Maar voor het onweer in de middag ging ik op de fiets, met een kort bezoek aan de kinderrace op het centrale plein, en daarna op mijn toch al traditionele pre-load rondje naar Tristach Lake en via Lavant terug naar Lienz. Precies 45 min. met 5 pieken a´45 sec. bij 450-500W stond daar op de Garmin. De benen waren geweldig, gezien het feit dat ik sinds afgelopen donderdag elke dag op de fiets zit en in deze 9 dagen maar liefst 30000 hoogtemeters en 1250 kilometer heb afgelegd. Elk van deze 65 uur in het zadel met mijn teamrijders was een echte traktatie, omdat ik eindelijk tijd had voor langere eenheden en effectieve bergtraining.

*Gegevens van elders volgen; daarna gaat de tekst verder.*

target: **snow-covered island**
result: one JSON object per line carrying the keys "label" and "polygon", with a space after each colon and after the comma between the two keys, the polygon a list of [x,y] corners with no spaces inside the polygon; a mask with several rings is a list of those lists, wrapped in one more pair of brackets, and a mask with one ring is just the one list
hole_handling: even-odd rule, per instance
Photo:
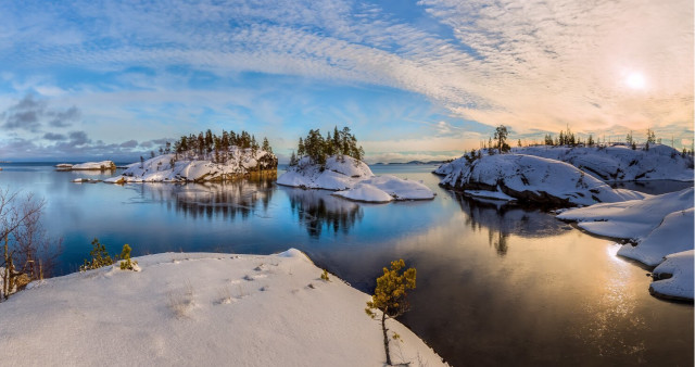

Na de laatste voorbereidingen op de fiets gingen we naar het Kaiserschmarren feest in de Dolomitenhalle, om het rugnummer op te halen en de trui te overhandigen. Zoals altijd was het weer heerlijk rommelen en was de sfeer in het team top. Zodra ze terugkwamen in het hotel, gingen de meesten onder de dekens. Voor mij was de avond nog maar net begonnen. Ik kon de uitnodiging voor de receptie in Schloss Bruck met de Italiaanse vertegenwoordigers van de Supergiros, de voltallige OC-commissie en alle verantwoordelijken voor de race, evenals vele gezichten die ik al kende van eerdere evenementen van dit soort, eenvoudigweg niet weigeren.
Op naar de strijd
Dus, zoals gewoonlijk, gingen we laat naar bed en gingen des te eerder weer aan het werk. Zeker geen perfecte voorbereiding, maar netwerken is ook belangrijk in mijn werk. Niemand vraagt wanneer de wekker gaat. Dus aan het ontbijt, alles perfect voorbereid, een laatste korte briefing en ondertussen al helemaal zelf georganiseerd rolden we de toch al gereserveerde eerste rij binnen. Gemotiveerd en vol goede moed voor de grote uitdaging die ons te wachten stond. Laatste korte interview met Othmar Peer – inmiddels ook routine voor mijn ploegrenners, foto’s zoals altijd door Marco Felgenhauer en andere fotografen – en toen was het: “Start vrij”!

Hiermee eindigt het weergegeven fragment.